MEXICO - Report 20 Aug 2018 by Mauricio González and Esteban Manteca

Analysts have been concerned for some time about the direction of public finance in Mexico, but such considerations have been largely overshadowed by the headline-grabbing 2018 presidential campaign and its results, including the presidential transition process, the uncertainty surrounding Nafta and Trump’s recurring efforts to engage in trade wars, and the direction of monetary and interest rate policies at home and abroad.
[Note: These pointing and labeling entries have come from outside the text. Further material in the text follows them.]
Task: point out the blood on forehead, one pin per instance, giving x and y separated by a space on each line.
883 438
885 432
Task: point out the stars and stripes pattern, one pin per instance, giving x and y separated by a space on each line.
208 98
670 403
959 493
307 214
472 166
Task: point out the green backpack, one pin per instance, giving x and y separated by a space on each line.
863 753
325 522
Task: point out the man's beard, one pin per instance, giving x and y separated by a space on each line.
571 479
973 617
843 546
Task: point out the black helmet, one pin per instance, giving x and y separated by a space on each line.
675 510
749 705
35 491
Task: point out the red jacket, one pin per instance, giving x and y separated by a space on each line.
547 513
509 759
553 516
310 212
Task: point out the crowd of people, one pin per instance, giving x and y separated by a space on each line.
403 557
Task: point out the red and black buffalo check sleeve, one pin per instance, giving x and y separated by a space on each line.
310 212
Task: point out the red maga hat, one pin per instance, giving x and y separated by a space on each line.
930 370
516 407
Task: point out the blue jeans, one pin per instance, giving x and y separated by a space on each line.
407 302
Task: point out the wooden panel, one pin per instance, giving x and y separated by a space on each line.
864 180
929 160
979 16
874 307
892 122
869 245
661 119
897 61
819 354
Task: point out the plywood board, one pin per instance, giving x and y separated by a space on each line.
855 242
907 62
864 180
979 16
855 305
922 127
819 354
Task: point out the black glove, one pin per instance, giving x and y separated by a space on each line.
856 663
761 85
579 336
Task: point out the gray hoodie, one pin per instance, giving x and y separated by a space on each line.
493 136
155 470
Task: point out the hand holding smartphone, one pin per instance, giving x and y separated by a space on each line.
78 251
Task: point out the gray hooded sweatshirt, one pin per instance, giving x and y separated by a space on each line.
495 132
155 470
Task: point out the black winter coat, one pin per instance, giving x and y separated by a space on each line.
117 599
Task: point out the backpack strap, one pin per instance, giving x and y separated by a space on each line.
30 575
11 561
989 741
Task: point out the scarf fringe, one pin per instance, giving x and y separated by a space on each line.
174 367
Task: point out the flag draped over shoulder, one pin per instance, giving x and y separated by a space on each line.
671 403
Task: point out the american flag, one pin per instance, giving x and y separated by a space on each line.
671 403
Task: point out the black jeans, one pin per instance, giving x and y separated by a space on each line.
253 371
But Mexico’s public finance was back in the spotlight recently as results for the second quarter proved to be disappointing. The weakness of the numbers contained in the report are a major component of what the outgoing administration of President Enrique Peña Nieto is leaving his successor. EPN may be leaving office without having sparked the much dreaded end-of-term financial crisis that Mexicans came to expect in the final decades of the 20th century, but it has left scant room for the next administration to assume any significant debt or avoid painful spending cuts

Moreover, the way in which public financial accounts are shaping up for the balance of the year will set the terms for drafting the 2019 federal budget, which in turn will define just how much financial room the incoming administration will enjoy while striving to fund the multiple programs and projects that President-elect Andrés Manuel López Obrador has proposed, whether they be focused on social assistance or investment. It is still too early to tell how much funding those programs will require: their implementation may be rolled out gradually in some areas and it may take time to incorporate all the program beneficiaries the administration is talking about. At the same time, investment projects will take several years to complete. Considerably less certain is just how strong a commitment the new administration brings when it comes to trying to accommodate such projects in the 2019 budget.

The latest deterioration of debt indicators poses a risk to public finance and medium-term stability in a context of international financial volatility, rising interest rates and greater risk perception on the part of some ratings agencies and institutional investors.